The Altar of Sacrifice
Les Frères Chapuisats
Bâtisseurs empiriques de projets utopiques, les Frères Chapuisat procèdent à la lisière de la sculpture et de l’architecture, en corps-à-corps avec l’espace. Terrier rhizomatique, labyrinthe, tour de Babel, excroissance pénétrable, grotte ou belvédère: leurs œuvres prennent souvent la forme d’habitacles aux charmes ambigus, à la fois nids douillets et pièges claustrophobes, gangues protectrices et invitations à la mobilité, à l’improvisation.
The Altar of Sacrifice
Résidence, Installation
01.2013 — 12.2014
Lieu
Campus HEC
Avant d’évoquer la grotte des Frères Chapuisat, il faut parler de sa recherche. On sait qu’elle est là, quelque part dans les bois du campus.
On nous a dit qu’elle était en contrebas, juste avant d’arriver au lac artificiel qui reflète inlassablement le château XVIIIe encaissé à l’extrémité de la propriété. Alentour, un homme pêche, une jeune femme croise notre chemin avec son labrador, deux élèves joggent. Tous ont l’air de savoir, mais font comme si de rien n’était.
On chauffe, on aperçoit l’entrée de la grotte maniériste du XIXe sur laquelle, on nous a prévenus, les Chapuisat se sont appuyés pour la leur. S’ouvre un espace pseudo-minéral, imitant la formation naturelle des pierres. Une cascade ornementale sert élégamment de motif visuel et sonore à cet écrin de voluptés libertines, comme il était d’usage à l’époque des jardins de fabrique. Quelques canettes hors d’âge et une chaise sans dossier jonchent la roche artificielle. Entre l’érotisme au jardin du temps des courtisanes et la réunion de teenagers sur le mode feux de camp-pétard, il nous semble surprendre la Pompadour en plein rendez-vous galant avec le môme de Ken Park.
Une première percée en lucarne nous a conduits sur une fausse piste, on poursuit, on contourne par la droite une sorte de chambranle rocheux qui nous ramène vers le sous-bois, on distingue un orifice minéral contre un talus. Terrier dans tumulus. On pense à Lewis Carroll, puis à la Marilou de Gainsbourg. C’est ici, c’est sûr, il va s’agir de passer de l’autre côté. On sait dorénavant que s’ouvre devant nous un espace à l’intersection de la rêverie et du jeu, qui nous propose, comme un outil en avance sur l’invention de son application, de concevoir l’usage du site par la pratique que nous en ferons.

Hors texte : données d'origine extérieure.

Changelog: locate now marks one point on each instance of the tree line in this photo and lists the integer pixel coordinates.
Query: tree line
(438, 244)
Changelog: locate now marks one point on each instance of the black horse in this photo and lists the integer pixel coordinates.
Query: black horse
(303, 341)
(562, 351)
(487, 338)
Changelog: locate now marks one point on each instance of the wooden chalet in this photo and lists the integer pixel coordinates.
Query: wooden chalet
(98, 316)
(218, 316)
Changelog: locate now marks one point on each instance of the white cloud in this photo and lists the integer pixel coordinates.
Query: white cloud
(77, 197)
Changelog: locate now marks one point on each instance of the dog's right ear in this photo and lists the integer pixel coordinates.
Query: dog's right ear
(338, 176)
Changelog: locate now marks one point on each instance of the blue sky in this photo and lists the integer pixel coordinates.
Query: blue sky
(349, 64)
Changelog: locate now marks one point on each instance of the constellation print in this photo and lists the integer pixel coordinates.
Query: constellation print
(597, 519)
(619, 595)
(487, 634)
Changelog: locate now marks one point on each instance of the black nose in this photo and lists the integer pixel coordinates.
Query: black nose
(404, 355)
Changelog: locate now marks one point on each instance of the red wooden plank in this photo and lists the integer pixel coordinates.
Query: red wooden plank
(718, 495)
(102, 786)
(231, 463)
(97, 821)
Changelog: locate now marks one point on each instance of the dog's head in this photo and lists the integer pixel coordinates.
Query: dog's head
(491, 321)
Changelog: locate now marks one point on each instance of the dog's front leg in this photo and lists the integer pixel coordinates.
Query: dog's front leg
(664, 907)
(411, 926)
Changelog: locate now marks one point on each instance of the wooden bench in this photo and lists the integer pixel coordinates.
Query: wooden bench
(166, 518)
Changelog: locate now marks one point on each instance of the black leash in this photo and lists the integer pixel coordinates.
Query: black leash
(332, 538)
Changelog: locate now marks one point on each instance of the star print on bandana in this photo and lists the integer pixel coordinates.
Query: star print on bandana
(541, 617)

On rassemble nos chairs, étoffes, sac à main, et l’on se lance les pieds devant. On découvre que l’embouchure ourlée de béton n’est qu’une espèce de suture recouvrant l’extrémité d’une multitude de tiges de métal, qui se propagent à l’intérieur de la cavité dans une trame lisse et maîtrisée. Masse d’air immobile, ambiance cérémonielle, nous sommes dans un boyau métallique, froid et hiératique. Peu de lumière, mais un semblant d’éclairage zénithal filtre encore au travers des entrelacs de fer à béton au-dessus de notre tête, qui situe l’édifice entre la grotte du Vendredi de Michel Tournier et la garçonnière coloniale aux persiennes presque entièrement closes.
Régression de l’enfant sauvage et lascivité surannée, il nous semble que l’extension des Chapuisat formalise, dans une version synthétique et unifiée, le sentiment double éprouvé dans la première grotte face, d’une part, aux voluptés encodées de l’aristocrate, et d’autre part à la régression libératoire du groupe adolescent. The Altar of Sacrifice dialectise ces deux ressentis sous la forme épurée de l’invitation à un érotisme régressif.
Cet espace se révèle être à plus d’un titre une «extension», puisqu’il prolonge la première grotte tout en réagençant ce qu’elle évoque. L’œuvre parvient dans le même mouvement à agréger en son sein différentes trames temporelles: elle se situe au croisement des vestiges architecturaux du parc du château et du corpus artistique constitué ces quinze dernières années par l’Espace d’art contemporain HEC. En s’adossant à une grotte historique, l’oeuvre des Frères Chapuisat propose une articulation originale entre les deux ensembles patrimoniaux qui se partagent le campus.
Clémence Agnez, critique d’art
Gregory et Cyril Chapuisat nés respectivement en 1972 à New York et en 1976 à Bienne.